Mickey Clayton’s commitment to Florida A&M and community was unwavering and extended across decades.
Clayton won conference championships as a head basketball coach with the Rattler men’s and women’s programs, raised money for athletics at the helm of FAMU Boosters, and later started a media company that promoted high school sports across the state.
Clayton’s death in Tallahassee Aug. 25 has left those close to him reeling. He was 70.
“Mickey was such a big person and such a large force in women’s athletics – and he took that to the next level when he got involved with the boosters and men’s program,” said former FAMU Athletics Director Sarah Hill-Yates, who resides in Chicago.
“We just clicked. He would always put everything he had into everything he did.”
A FAMU Hall of Fame inductee in 1996, Clayton’s well-versed tenure at the university included time in academics, student activities, compliance and as executive director of the boosters (2006-16).
Second-year FAMU football coach James Colzie said Clayton’s impact was far-reaching.
“He’s real, real big here at FAMU. A legend here and I know he’s done a bunch of great things here,” Cozlie said. “He’s touched a lot of lives while he was coaching and being an alumni here. I know a lot of people are affected by his passing. Prayers to his family, loved ones, and friends.”
Mickey Clayton a familiar name in FAMU athletics, in Tallahassee
Clayton was a former star basketball player at Merritt Island in the early 1970s and a FAMU graduate.
One of Hill-Yates’ first coaching hires at FAMU in 1977, Clayton made history as the only NCAA Division I coach to win championships in both men’s and women’s basketball at the same institution during his nearly 40-year tenure.
Clayton guided the women’s team to a sweep of the Trans America Athletic Conference (now the New South Women’s Conference) regular-season and tournament titles in 1985-86.

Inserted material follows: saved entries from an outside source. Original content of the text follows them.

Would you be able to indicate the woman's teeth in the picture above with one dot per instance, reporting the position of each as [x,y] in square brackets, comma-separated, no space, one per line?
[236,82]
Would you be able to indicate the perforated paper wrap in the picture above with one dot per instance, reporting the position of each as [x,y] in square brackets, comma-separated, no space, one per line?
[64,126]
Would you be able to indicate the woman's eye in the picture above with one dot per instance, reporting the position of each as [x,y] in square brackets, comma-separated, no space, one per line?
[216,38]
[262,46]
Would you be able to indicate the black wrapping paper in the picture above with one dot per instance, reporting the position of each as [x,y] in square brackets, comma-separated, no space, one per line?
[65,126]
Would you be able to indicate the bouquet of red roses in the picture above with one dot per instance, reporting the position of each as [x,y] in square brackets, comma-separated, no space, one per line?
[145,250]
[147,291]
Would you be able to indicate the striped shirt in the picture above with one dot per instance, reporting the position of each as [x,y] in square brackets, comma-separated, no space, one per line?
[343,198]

He then led the men’s team on an improbable run in 1998-99, winning the MEAC Tournament after finishing near the bottom of the regular-season standings and earning the program’s first NCAA Tournament bid. The Rattlers lost to eventual national runner-up Duke in the first round.
Clayton was intense on the court and invested in the well-being of players off it.
“He really looked out for us and tried to be a father figure, always professional and worked us really hard,” said Claudette Farmer, who also served as team captain and a graduate assistant under Clayton, and later enjoyed a successful career in education and coaching at her alma mater, Rickards High.
Added Dr. Sybil Rivers, Ph.D, a former star athlete at Marianna High in the early 1980s who declined Clayton’s initial offer to play for the Rattlers.
“I would not pass him up again,” Rivers said and laughed. “He really cared about us and I just knew I was in the right place. He was very stern but he expected a lot out of you. Because he expected so much out of you, you wanted to do well.
“You can’t talk about Florida A&M without mentioning Mickey Clayton.”
Earl Hankerson, a FAMU graduate and athletics director at Rickard High, said he first met Clayton when Clayton started his media company. The pair quickly become close friends.
“It was great to have a senior mentor, confidant, and somebody you could just talk to,” Hankerson said.
“He was never too old to learn. He was my big brother, and he called me his little brother. I just talked to him on Sunday. And to get that call (Monday) was tough – getting ready to have a grandchild and was taking care of his grandson. It’s a tough one for me. That was my golfing buddy. He meant a lot to me. One of my best friends.”
Sharon Bee, who was Clayton’s assistant with FAMU Boosters and his media company INSiiGHTS, said Clayton cared deeply about FAMU and helping kids. Clayton was devoted to his family, coached AAU girls basketball and also loved Cleveland’s professional sports teams.
“He never met a stranger,” Bee said.
“He was always the extra daddy to a lot of kids. Everybody loved him. That was their coach.”
Democrat sports writer Gerald Thomas III contributed to this story.